Valor Econômico – A infraestrutura deficitária em portos e rodovias do Nordeste é uma trava ao desenvolvimento da região, segundo Gabriela Avelino, subsecretária de fomento e planejamento do Ministério dos Transportes. Parte dos produtos nordestinos não é vendida para outras regiões pois a Bahia e outros Estados não estão conectados de forma eficiente ao restante do Brasil, disse. Isso prejudica a geração de emprego e renda nesses locais.

“Há gargalos relevantes na BR-101 e muito relevantes na BR-116 [que cruzam o Nordeste de norte a sul]”, afirmou ela. “E também enfrentamos problemas para a cabotagem, que poderia ser mais utilizada para abastecimento do mercado doméstico, mas que enfrenta gargalos nos portos da região.”

Avelino participou, nesta terça-feira (28), em Salvador, de mais um debate da série “Logística no Brasil”, promovida pelo Valor, em parceria com a Infra S.A. e Ministério dos Transportes.
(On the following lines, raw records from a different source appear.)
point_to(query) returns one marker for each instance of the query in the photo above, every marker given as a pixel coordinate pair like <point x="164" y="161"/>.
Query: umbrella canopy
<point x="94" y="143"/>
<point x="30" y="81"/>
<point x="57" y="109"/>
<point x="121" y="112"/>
Ela ressaltou ainda a necessidade de maior integração dos modais de transporte no Nordeste. Hoje, 65% das cargas são transportadas por caminhões. Reduzir esse percentual é um dos objetivos do Plano Nacional de Logística 2050 (PNL 2050), coordenado pelo Ministério dos Transportes e que traz um diagnóstico extenso dos problemas de transporte do país para embasar projetos.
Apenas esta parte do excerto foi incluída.